Life Feeds on Hope: Family Mental Health, Culture, and Resilience in Afghanistan
For many outsiders, Afghanistan encapsulates the ongoing brutality of war, the misery of poverty, and the basic violation of many human rights. Violent conflict and population displacement have disrupted access to health care, steady employment, and formal education. Young Afghans grow up in environments characterized by violence, poverty, and deep-seated inequalities: they live and breathe a noxious combination of violent conflict, economic stressors, gender discrimination, ethnic divisions, and widening social gaps. In this context, risks to health are multiple and multifaceted, as well as socially produced and perpetuated.
Afghan families, however, have demonstrated a striking fortitude in coping with political, social, and economic adversity that ranges from irksome everyday stressors to traumatic life events. With state governance showing little clarity of purpose, the family has proven the only stable institution available to provide networks of support (Dupree 2004).
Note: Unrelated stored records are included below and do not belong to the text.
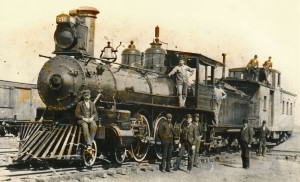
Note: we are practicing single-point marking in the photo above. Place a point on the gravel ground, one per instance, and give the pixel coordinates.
(225, 168)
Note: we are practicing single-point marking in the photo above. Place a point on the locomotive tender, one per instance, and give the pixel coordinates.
(133, 97)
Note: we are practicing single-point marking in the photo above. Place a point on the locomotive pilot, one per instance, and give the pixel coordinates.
(86, 114)
(245, 142)
(166, 134)
(183, 73)
(252, 68)
(187, 143)
(199, 133)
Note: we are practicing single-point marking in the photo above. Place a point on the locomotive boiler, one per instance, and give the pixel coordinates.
(131, 97)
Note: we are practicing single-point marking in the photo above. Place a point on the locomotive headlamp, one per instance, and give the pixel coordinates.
(65, 34)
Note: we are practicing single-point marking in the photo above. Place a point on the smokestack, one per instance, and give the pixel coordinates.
(87, 15)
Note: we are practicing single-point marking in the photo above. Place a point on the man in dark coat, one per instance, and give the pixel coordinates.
(199, 133)
(263, 134)
(187, 143)
(166, 134)
(245, 142)
(86, 114)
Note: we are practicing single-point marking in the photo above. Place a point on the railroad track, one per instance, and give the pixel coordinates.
(82, 172)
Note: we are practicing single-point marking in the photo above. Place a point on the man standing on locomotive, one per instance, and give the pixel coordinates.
(87, 114)
(267, 66)
(218, 95)
(166, 134)
(182, 80)
(245, 142)
(252, 68)
(199, 132)
(187, 143)
(263, 132)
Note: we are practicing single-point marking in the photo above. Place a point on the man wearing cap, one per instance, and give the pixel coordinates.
(187, 143)
(166, 134)
(252, 68)
(183, 73)
(267, 66)
(199, 132)
(263, 132)
(86, 114)
(245, 142)
(218, 95)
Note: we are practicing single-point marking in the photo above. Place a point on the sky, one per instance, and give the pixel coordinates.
(239, 28)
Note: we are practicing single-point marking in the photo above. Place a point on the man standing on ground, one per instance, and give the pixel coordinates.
(182, 80)
(166, 134)
(245, 142)
(218, 95)
(263, 134)
(199, 132)
(187, 143)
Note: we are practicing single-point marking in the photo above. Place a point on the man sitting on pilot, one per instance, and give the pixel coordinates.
(86, 114)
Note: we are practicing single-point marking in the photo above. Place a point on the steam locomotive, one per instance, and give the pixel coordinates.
(133, 97)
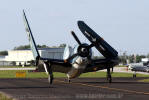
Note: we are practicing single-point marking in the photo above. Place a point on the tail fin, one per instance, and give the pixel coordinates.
(31, 38)
(101, 45)
(66, 54)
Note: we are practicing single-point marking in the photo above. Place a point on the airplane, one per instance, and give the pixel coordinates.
(80, 59)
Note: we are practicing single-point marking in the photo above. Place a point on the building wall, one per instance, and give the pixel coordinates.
(23, 56)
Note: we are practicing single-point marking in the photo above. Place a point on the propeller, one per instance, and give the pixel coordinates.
(83, 48)
(76, 38)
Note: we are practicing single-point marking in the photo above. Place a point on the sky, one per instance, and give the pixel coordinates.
(124, 24)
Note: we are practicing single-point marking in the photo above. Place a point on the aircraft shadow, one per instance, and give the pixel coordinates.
(26, 87)
(114, 82)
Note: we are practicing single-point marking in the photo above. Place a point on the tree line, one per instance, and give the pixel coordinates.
(124, 59)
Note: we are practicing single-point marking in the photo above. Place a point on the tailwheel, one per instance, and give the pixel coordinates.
(68, 80)
(109, 77)
(134, 75)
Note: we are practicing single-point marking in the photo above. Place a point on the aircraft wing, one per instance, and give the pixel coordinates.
(101, 64)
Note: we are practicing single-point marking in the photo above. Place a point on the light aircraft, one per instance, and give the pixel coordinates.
(80, 59)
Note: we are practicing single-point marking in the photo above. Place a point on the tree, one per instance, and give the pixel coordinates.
(3, 53)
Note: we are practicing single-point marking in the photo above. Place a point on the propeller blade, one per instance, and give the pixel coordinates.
(76, 38)
(73, 56)
(101, 45)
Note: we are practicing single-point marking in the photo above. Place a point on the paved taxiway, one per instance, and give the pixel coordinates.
(81, 88)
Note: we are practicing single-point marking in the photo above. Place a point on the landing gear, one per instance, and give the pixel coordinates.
(50, 72)
(68, 80)
(109, 78)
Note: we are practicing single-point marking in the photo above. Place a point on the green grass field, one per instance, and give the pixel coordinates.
(4, 97)
(12, 74)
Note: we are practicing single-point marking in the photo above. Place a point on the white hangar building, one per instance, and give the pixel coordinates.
(22, 57)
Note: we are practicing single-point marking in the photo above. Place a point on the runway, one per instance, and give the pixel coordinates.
(81, 88)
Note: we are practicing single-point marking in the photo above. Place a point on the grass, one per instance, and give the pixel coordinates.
(12, 74)
(4, 97)
(144, 80)
(17, 67)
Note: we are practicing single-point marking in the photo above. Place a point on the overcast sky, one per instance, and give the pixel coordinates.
(124, 24)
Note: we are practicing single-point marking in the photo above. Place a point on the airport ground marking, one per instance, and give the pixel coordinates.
(105, 87)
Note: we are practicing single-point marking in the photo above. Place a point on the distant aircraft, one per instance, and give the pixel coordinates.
(139, 67)
(79, 60)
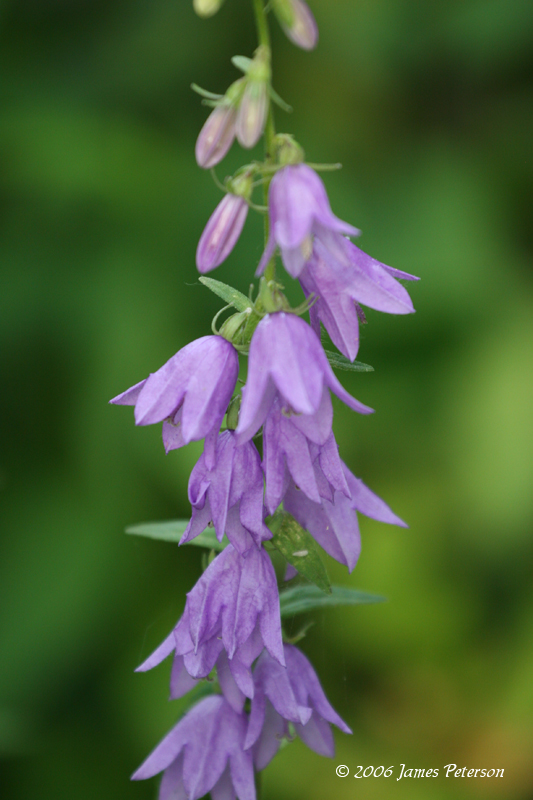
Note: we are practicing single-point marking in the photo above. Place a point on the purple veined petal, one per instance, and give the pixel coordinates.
(180, 680)
(130, 396)
(231, 691)
(221, 232)
(164, 390)
(317, 735)
(368, 503)
(216, 136)
(303, 31)
(160, 653)
(172, 787)
(205, 757)
(172, 433)
(307, 687)
(399, 274)
(242, 774)
(334, 307)
(223, 788)
(209, 389)
(268, 744)
(316, 427)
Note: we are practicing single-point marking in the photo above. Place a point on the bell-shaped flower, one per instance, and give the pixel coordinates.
(229, 495)
(302, 448)
(234, 608)
(221, 233)
(299, 209)
(339, 285)
(333, 523)
(297, 21)
(289, 694)
(190, 392)
(203, 753)
(287, 360)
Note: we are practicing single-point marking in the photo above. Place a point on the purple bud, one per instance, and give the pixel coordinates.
(221, 232)
(298, 22)
(216, 136)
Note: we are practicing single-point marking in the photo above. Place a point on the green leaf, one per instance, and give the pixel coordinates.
(338, 361)
(172, 530)
(305, 598)
(301, 550)
(242, 62)
(232, 296)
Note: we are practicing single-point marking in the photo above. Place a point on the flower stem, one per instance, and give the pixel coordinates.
(263, 35)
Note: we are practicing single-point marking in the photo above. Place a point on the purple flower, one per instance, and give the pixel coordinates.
(299, 209)
(306, 453)
(333, 523)
(234, 607)
(291, 694)
(191, 391)
(339, 284)
(216, 136)
(221, 232)
(298, 22)
(203, 753)
(287, 360)
(229, 495)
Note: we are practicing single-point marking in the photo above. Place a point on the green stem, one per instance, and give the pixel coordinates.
(263, 35)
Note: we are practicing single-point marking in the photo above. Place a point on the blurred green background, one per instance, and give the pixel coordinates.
(429, 108)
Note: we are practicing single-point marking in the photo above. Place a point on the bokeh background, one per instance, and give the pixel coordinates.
(429, 108)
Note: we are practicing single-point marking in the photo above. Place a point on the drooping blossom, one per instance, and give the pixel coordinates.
(221, 233)
(203, 753)
(338, 283)
(286, 360)
(303, 448)
(299, 209)
(190, 392)
(290, 694)
(229, 495)
(333, 523)
(297, 21)
(234, 607)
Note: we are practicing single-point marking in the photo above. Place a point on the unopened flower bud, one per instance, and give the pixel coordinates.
(297, 21)
(206, 8)
(221, 232)
(253, 108)
(218, 132)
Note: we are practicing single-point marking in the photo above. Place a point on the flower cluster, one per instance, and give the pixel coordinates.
(265, 687)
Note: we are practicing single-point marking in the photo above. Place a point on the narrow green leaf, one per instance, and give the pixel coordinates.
(242, 62)
(301, 550)
(232, 296)
(172, 530)
(338, 361)
(305, 598)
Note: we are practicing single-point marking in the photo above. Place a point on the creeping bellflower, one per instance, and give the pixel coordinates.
(203, 753)
(234, 607)
(309, 455)
(287, 360)
(221, 232)
(340, 282)
(333, 523)
(299, 209)
(297, 21)
(290, 694)
(191, 392)
(229, 495)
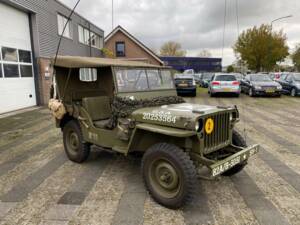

Families are the primary resource for structuring individual and collective life—and for structuring all instrumental aspects of child development, health, education, social, and economic advancement. In terms of their fortitude in facing adversity, the people of Afghanistan could be held up as a prime example of collective resilience, an everyday resilience embedded in the social contexts of family and community networks.
Some questions remain. How do these general points play out in the lives of actual people? What kinds of evidence do we look for when characterizing health and resilience? From a policy standpoint, what kinds of risks need to be addressed, and what kinds of material, social, and political resources need to advocated?